But as I grew older I began to detect quite a different reason for this French predilection in their interminable discussions. It was that Charlotte 's advent under the Russian sky was like that of an extraterrestrial being. The cruel history of this immense empire, of its famines, its revolutions, its civil war, was nothing to do with her… We Russians had no choice. But she? Through her eyes they could observe a country they did not recognize, because judged by a foreigner, sometimes naive, often more perspicacious than themselves. Charlotte 's eyes reflected a disturbing world where unforced truth abounded – an unfamiliar Russia that they needed to discover.


* * *

I listened to them, and I too discovered Charlotte 's Russian destiny, but in my own way. Certain details, hardly mentioned, became magnified in my mind and created a whole secret universe. Other events, to which the adults attached considerable importance, passed unnoticed.
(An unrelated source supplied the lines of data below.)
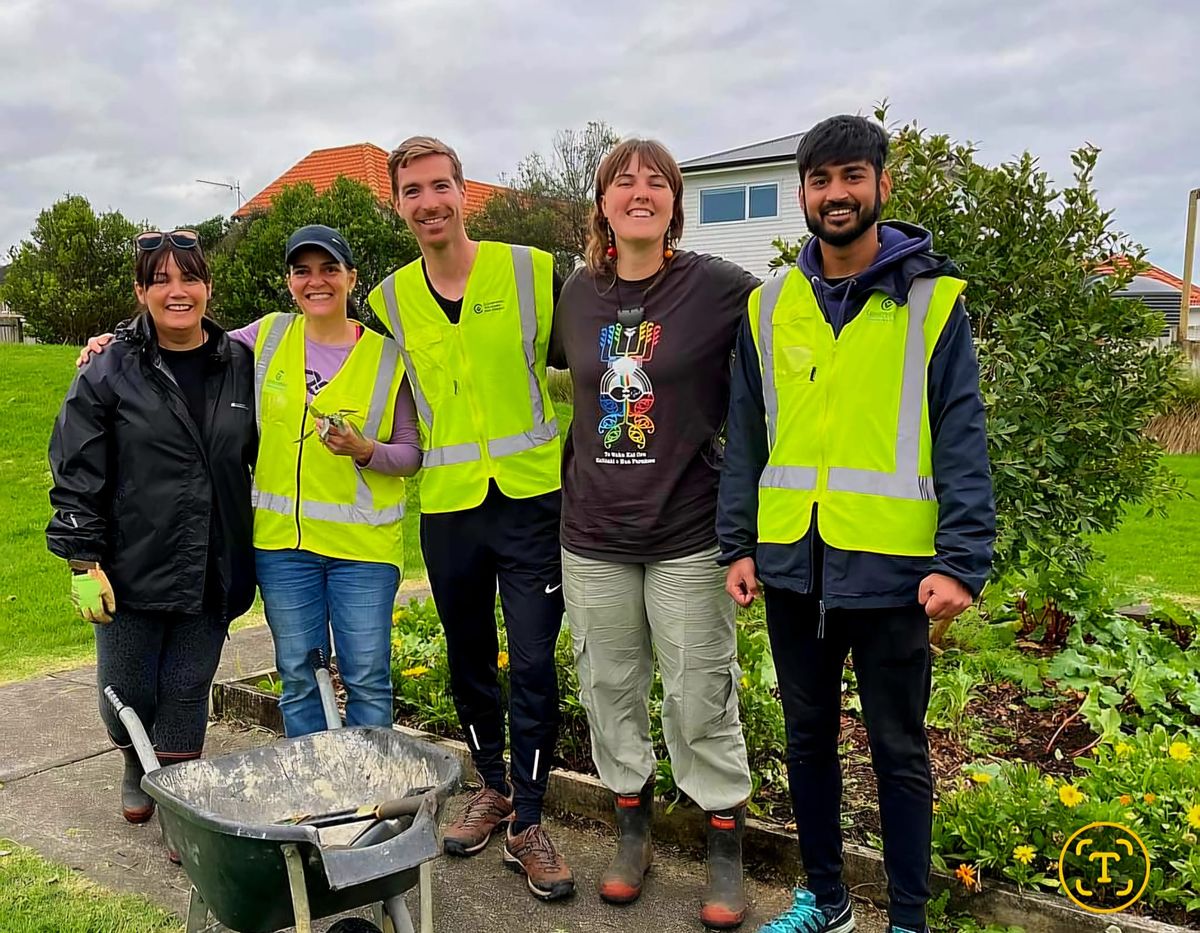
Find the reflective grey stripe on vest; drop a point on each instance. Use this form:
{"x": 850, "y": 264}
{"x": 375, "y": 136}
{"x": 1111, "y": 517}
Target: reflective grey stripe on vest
{"x": 525, "y": 440}
{"x": 543, "y": 431}
{"x": 767, "y": 300}
{"x": 363, "y": 512}
{"x": 347, "y": 515}
{"x": 905, "y": 481}
{"x": 275, "y": 330}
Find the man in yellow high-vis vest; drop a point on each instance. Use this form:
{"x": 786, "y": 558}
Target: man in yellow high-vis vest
{"x": 473, "y": 320}
{"x": 857, "y": 488}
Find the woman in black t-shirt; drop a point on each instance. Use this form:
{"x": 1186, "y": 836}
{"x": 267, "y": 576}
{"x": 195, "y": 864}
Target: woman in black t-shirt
{"x": 648, "y": 333}
{"x": 151, "y": 456}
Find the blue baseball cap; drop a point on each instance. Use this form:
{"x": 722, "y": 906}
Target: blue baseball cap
{"x": 325, "y": 238}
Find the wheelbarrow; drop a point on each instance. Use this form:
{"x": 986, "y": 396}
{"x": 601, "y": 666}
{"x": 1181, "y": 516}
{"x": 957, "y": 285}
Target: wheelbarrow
{"x": 306, "y": 828}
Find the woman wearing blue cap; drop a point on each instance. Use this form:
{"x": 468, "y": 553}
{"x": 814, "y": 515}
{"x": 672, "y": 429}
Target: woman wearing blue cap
{"x": 337, "y": 434}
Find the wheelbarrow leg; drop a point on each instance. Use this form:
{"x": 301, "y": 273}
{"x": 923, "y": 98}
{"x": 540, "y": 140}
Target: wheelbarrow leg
{"x": 401, "y": 921}
{"x": 299, "y": 891}
{"x": 197, "y": 914}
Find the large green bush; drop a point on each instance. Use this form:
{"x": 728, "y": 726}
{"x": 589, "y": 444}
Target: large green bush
{"x": 73, "y": 276}
{"x": 249, "y": 272}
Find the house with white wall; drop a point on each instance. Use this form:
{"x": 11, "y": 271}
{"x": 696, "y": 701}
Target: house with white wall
{"x": 738, "y": 200}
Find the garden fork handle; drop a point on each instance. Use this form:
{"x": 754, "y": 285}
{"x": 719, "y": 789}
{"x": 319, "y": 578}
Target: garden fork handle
{"x": 142, "y": 744}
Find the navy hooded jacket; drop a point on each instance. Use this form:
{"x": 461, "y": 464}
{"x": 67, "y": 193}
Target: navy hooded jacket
{"x": 966, "y": 513}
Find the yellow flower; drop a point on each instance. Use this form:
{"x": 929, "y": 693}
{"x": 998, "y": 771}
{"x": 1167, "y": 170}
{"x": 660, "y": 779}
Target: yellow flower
{"x": 965, "y": 873}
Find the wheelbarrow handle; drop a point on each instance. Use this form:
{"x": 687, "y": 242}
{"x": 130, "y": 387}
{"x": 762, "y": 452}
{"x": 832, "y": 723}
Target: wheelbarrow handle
{"x": 142, "y": 744}
{"x": 319, "y": 662}
{"x": 388, "y": 810}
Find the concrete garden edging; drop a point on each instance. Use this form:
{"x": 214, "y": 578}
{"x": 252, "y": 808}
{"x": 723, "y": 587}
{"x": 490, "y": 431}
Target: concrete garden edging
{"x": 766, "y": 844}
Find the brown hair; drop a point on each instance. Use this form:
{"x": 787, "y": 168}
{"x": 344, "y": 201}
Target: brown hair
{"x": 418, "y": 146}
{"x": 649, "y": 152}
{"x": 150, "y": 262}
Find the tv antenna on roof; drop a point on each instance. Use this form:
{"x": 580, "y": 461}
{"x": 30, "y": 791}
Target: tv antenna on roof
{"x": 235, "y": 187}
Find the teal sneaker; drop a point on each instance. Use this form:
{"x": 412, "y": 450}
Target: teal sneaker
{"x": 804, "y": 916}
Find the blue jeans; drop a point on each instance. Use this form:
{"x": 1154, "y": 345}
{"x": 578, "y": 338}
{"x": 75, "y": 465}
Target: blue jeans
{"x": 306, "y": 595}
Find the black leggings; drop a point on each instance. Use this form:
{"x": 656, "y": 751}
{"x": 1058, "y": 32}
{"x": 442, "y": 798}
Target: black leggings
{"x": 161, "y": 664}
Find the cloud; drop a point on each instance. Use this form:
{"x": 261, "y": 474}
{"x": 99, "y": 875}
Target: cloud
{"x": 130, "y": 101}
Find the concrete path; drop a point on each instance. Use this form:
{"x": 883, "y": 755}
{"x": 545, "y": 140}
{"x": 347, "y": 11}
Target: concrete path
{"x": 60, "y": 792}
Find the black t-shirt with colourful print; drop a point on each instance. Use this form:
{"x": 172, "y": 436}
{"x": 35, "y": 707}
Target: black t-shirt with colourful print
{"x": 652, "y": 389}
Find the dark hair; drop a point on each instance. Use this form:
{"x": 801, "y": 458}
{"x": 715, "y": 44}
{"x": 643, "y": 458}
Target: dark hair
{"x": 649, "y": 152}
{"x": 840, "y": 140}
{"x": 190, "y": 262}
{"x": 352, "y": 308}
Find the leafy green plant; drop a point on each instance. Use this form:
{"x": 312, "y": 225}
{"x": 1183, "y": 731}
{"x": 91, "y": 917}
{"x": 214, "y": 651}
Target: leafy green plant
{"x": 73, "y": 276}
{"x": 1011, "y": 822}
{"x": 953, "y": 692}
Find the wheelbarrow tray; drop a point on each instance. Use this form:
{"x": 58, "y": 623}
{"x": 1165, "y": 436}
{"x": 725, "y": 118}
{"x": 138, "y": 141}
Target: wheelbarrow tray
{"x": 222, "y": 817}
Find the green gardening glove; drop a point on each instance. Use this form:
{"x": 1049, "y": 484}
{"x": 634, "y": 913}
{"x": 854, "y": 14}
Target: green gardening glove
{"x": 93, "y": 595}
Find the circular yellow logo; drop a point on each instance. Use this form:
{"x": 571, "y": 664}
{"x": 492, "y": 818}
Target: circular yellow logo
{"x": 1104, "y": 867}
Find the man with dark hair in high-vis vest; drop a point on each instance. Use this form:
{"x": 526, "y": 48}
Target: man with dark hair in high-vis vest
{"x": 473, "y": 325}
{"x": 857, "y": 489}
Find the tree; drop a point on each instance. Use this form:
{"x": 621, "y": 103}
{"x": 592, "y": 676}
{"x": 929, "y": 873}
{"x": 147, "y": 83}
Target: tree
{"x": 549, "y": 202}
{"x": 249, "y": 271}
{"x": 1071, "y": 373}
{"x": 73, "y": 277}
{"x": 211, "y": 232}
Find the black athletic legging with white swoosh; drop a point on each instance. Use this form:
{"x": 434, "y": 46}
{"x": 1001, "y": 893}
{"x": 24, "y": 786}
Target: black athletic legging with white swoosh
{"x": 511, "y": 543}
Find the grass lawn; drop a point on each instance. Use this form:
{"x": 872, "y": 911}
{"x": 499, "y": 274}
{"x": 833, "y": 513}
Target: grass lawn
{"x": 1161, "y": 555}
{"x": 39, "y": 628}
{"x": 41, "y": 897}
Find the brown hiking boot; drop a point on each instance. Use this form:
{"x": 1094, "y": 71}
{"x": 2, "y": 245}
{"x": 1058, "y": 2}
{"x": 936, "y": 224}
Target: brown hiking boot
{"x": 546, "y": 873}
{"x": 485, "y": 812}
{"x": 725, "y": 898}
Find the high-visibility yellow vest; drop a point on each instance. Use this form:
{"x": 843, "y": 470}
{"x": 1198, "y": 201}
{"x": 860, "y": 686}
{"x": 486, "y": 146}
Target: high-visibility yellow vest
{"x": 847, "y": 417}
{"x": 480, "y": 385}
{"x": 306, "y": 497}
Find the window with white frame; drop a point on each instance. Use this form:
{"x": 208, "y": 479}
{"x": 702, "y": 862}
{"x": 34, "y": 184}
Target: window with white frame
{"x": 735, "y": 203}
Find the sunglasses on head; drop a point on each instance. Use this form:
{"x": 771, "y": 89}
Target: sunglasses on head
{"x": 151, "y": 240}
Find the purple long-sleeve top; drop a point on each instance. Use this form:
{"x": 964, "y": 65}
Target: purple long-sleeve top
{"x": 401, "y": 453}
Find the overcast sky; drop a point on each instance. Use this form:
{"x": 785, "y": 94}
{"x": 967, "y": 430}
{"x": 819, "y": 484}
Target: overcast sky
{"x": 129, "y": 101}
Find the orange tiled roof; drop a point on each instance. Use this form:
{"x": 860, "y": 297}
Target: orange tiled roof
{"x": 1158, "y": 275}
{"x": 363, "y": 162}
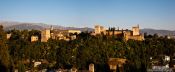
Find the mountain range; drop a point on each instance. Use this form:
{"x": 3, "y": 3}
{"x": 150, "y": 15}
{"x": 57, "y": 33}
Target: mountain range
{"x": 40, "y": 26}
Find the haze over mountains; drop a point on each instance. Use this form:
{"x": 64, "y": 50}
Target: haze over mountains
{"x": 40, "y": 26}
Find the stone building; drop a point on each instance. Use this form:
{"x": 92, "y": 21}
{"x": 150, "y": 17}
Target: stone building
{"x": 64, "y": 34}
{"x": 8, "y": 36}
{"x": 58, "y": 34}
{"x": 99, "y": 29}
{"x": 34, "y": 38}
{"x": 116, "y": 63}
{"x": 91, "y": 67}
{"x": 133, "y": 34}
{"x": 45, "y": 35}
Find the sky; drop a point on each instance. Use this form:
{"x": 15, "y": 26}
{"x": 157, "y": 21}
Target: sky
{"x": 156, "y": 14}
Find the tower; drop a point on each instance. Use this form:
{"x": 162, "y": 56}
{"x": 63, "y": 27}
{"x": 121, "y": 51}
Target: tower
{"x": 45, "y": 35}
{"x": 136, "y": 30}
{"x": 97, "y": 29}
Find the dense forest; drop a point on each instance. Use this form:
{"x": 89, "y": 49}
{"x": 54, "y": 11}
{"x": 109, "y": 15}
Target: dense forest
{"x": 19, "y": 52}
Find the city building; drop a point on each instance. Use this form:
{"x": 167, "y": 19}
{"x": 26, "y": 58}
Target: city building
{"x": 59, "y": 34}
{"x": 8, "y": 36}
{"x": 115, "y": 63}
{"x": 45, "y": 35}
{"x": 133, "y": 34}
{"x": 34, "y": 38}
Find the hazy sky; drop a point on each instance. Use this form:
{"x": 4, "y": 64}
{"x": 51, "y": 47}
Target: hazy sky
{"x": 157, "y": 14}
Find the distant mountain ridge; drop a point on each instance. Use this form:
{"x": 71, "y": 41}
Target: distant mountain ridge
{"x": 40, "y": 26}
{"x": 37, "y": 26}
{"x": 159, "y": 32}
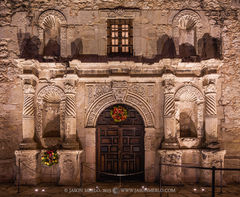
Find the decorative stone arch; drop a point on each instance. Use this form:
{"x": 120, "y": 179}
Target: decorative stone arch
{"x": 50, "y": 94}
{"x": 189, "y": 100}
{"x": 189, "y": 92}
{"x": 109, "y": 99}
{"x": 48, "y": 19}
{"x": 186, "y": 20}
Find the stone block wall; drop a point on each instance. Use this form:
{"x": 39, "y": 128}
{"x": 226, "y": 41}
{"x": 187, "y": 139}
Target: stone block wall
{"x": 87, "y": 26}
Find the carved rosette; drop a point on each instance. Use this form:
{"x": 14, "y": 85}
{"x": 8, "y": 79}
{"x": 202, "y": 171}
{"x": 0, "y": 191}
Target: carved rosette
{"x": 119, "y": 89}
{"x": 137, "y": 95}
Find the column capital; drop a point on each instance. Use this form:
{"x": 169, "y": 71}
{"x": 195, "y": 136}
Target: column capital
{"x": 169, "y": 84}
{"x": 29, "y": 85}
{"x": 209, "y": 83}
{"x": 70, "y": 86}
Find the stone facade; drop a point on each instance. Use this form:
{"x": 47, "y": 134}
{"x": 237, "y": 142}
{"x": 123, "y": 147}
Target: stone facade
{"x": 176, "y": 87}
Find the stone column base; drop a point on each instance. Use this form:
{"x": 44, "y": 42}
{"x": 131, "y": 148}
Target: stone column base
{"x": 28, "y": 144}
{"x": 28, "y": 166}
{"x": 210, "y": 158}
{"x": 71, "y": 144}
{"x": 171, "y": 175}
{"x": 70, "y": 167}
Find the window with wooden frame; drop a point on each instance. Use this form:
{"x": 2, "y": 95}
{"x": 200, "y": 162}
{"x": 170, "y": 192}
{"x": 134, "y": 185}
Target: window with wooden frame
{"x": 120, "y": 39}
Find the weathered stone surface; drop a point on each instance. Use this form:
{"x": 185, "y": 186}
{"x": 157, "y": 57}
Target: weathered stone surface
{"x": 158, "y": 29}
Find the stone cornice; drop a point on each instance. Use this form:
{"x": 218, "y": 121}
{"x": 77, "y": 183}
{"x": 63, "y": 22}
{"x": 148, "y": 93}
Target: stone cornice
{"x": 126, "y": 68}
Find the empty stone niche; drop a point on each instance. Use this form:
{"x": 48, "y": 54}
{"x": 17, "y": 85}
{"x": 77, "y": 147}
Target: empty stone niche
{"x": 52, "y": 33}
{"x": 51, "y": 119}
{"x": 186, "y": 32}
{"x": 50, "y": 116}
{"x": 189, "y": 116}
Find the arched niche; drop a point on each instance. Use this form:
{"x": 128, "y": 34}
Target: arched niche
{"x": 187, "y": 29}
{"x": 109, "y": 99}
{"x": 52, "y": 33}
{"x": 50, "y": 116}
{"x": 189, "y": 103}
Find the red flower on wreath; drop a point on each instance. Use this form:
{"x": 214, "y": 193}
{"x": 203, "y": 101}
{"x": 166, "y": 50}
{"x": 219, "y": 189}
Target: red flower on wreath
{"x": 119, "y": 113}
{"x": 49, "y": 158}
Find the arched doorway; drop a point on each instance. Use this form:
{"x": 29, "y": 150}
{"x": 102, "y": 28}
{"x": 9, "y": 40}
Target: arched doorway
{"x": 120, "y": 145}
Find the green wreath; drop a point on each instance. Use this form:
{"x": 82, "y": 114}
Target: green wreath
{"x": 49, "y": 158}
{"x": 119, "y": 113}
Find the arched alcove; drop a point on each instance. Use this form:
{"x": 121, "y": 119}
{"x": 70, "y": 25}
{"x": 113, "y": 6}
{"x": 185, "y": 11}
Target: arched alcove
{"x": 52, "y": 33}
{"x": 186, "y": 32}
{"x": 50, "y": 116}
{"x": 189, "y": 103}
{"x": 120, "y": 145}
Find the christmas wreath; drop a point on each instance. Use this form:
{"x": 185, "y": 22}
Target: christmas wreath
{"x": 49, "y": 158}
{"x": 119, "y": 113}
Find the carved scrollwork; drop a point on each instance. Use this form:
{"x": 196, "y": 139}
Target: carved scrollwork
{"x": 70, "y": 106}
{"x": 189, "y": 93}
{"x": 28, "y": 106}
{"x": 51, "y": 13}
{"x": 169, "y": 86}
{"x": 138, "y": 95}
{"x": 48, "y": 96}
{"x": 70, "y": 88}
{"x": 211, "y": 104}
{"x": 169, "y": 105}
{"x": 210, "y": 85}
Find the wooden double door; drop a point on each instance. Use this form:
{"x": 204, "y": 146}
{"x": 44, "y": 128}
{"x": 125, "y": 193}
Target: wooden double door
{"x": 120, "y": 148}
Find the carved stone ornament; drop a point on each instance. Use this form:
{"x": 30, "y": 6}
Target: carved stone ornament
{"x": 121, "y": 12}
{"x": 55, "y": 14}
{"x": 119, "y": 89}
{"x": 70, "y": 87}
{"x": 184, "y": 20}
{"x": 210, "y": 85}
{"x": 101, "y": 96}
{"x": 169, "y": 85}
{"x": 50, "y": 94}
{"x": 28, "y": 89}
{"x": 189, "y": 92}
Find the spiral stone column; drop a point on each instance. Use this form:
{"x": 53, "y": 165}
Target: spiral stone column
{"x": 211, "y": 120}
{"x": 170, "y": 140}
{"x": 28, "y": 115}
{"x": 70, "y": 116}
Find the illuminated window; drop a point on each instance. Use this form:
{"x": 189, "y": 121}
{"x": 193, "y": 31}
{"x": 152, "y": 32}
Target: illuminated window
{"x": 120, "y": 37}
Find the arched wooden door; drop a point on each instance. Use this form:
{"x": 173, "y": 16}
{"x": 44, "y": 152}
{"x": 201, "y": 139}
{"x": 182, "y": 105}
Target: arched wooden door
{"x": 120, "y": 145}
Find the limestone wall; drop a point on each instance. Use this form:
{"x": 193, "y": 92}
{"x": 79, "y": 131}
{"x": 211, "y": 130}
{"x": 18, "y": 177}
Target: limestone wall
{"x": 86, "y": 19}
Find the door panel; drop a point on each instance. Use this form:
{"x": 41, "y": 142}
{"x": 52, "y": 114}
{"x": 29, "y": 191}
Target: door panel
{"x": 120, "y": 146}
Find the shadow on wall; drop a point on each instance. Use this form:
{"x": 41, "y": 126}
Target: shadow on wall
{"x": 28, "y": 45}
{"x": 166, "y": 47}
{"x": 209, "y": 47}
{"x": 76, "y": 48}
{"x": 52, "y": 48}
{"x": 187, "y": 126}
{"x": 188, "y": 53}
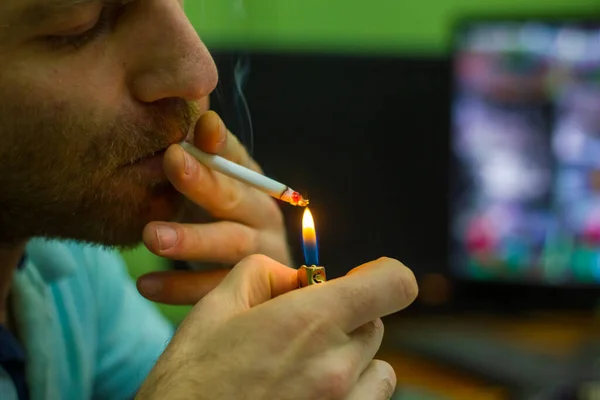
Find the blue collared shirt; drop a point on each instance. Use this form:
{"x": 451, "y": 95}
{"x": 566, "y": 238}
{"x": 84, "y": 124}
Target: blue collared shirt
{"x": 86, "y": 331}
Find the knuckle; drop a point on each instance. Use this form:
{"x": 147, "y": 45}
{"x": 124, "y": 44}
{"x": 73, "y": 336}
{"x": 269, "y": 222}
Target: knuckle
{"x": 404, "y": 279}
{"x": 356, "y": 297}
{"x": 231, "y": 197}
{"x": 374, "y": 329}
{"x": 245, "y": 244}
{"x": 255, "y": 261}
{"x": 336, "y": 383}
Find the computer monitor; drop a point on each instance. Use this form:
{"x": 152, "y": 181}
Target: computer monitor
{"x": 525, "y": 150}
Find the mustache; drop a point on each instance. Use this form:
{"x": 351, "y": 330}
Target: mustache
{"x": 131, "y": 139}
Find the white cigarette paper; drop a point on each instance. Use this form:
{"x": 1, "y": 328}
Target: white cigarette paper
{"x": 252, "y": 178}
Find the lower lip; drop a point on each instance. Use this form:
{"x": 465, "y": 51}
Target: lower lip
{"x": 152, "y": 165}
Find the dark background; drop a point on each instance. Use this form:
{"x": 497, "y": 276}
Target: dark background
{"x": 366, "y": 138}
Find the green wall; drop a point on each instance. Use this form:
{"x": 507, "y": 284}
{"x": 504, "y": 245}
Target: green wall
{"x": 389, "y": 26}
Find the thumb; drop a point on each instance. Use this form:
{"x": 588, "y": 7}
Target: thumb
{"x": 255, "y": 280}
{"x": 179, "y": 287}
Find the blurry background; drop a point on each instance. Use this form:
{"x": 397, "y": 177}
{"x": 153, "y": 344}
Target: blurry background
{"x": 458, "y": 136}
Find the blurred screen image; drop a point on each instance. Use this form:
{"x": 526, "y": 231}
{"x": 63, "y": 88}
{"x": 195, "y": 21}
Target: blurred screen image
{"x": 525, "y": 143}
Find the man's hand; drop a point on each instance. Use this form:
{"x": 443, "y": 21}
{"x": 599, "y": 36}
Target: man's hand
{"x": 254, "y": 337}
{"x": 229, "y": 220}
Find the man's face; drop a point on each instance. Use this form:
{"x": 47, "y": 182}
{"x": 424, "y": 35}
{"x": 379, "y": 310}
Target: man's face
{"x": 87, "y": 89}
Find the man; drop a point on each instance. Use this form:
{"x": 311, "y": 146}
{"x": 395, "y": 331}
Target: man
{"x": 93, "y": 97}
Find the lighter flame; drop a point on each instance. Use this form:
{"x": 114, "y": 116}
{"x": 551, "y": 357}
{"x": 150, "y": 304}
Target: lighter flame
{"x": 309, "y": 235}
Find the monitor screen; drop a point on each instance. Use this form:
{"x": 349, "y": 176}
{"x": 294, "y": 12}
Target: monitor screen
{"x": 525, "y": 146}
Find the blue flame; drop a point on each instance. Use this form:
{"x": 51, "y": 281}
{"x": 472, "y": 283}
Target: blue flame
{"x": 311, "y": 253}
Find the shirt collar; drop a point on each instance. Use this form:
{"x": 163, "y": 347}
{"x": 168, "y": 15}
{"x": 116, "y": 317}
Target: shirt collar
{"x": 51, "y": 258}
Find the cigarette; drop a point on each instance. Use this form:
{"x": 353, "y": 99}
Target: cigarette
{"x": 312, "y": 275}
{"x": 252, "y": 178}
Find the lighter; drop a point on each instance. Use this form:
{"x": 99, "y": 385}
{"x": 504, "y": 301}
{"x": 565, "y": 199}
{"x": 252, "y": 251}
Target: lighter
{"x": 312, "y": 275}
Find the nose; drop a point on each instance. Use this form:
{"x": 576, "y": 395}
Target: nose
{"x": 167, "y": 56}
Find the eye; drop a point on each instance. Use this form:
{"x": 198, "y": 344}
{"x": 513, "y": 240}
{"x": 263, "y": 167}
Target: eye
{"x": 103, "y": 25}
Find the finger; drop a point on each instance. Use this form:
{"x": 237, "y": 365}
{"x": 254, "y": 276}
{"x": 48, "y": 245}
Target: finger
{"x": 179, "y": 287}
{"x": 377, "y": 382}
{"x": 221, "y": 196}
{"x": 253, "y": 281}
{"x": 364, "y": 344}
{"x": 222, "y": 242}
{"x": 376, "y": 289}
{"x": 211, "y": 136}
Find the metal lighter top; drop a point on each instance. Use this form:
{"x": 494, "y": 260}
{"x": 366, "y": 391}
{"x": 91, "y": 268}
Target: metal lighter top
{"x": 312, "y": 275}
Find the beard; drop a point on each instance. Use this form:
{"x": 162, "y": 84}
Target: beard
{"x": 69, "y": 177}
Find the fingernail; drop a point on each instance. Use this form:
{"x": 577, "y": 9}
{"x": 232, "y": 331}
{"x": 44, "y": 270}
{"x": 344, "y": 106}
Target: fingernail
{"x": 167, "y": 237}
{"x": 150, "y": 287}
{"x": 189, "y": 163}
{"x": 222, "y": 132}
Thus, strangely, the horrible images of cannibalism in the villages of the Volga affected me very little. I had just read Robinson Crusoe, and Man Friday's fellow countrymen with their joyful rites of anthropophagy had inoculated me, through fiction, against real atrocities.

And the feature of Charlotte 's rural past that made the greatest impression on me was not the hard labor at the farm. What I remembered above all was her visit to the young people of the village. She had gone to see them that very evening and had found them engaged in a metaphysical discussion: the topic was what kind of death would befall someone who dared to go to the cemetery on the dot of midnight. Charlotte had smiled and said she was capable of confronting all supernatural powers among the tombs that night.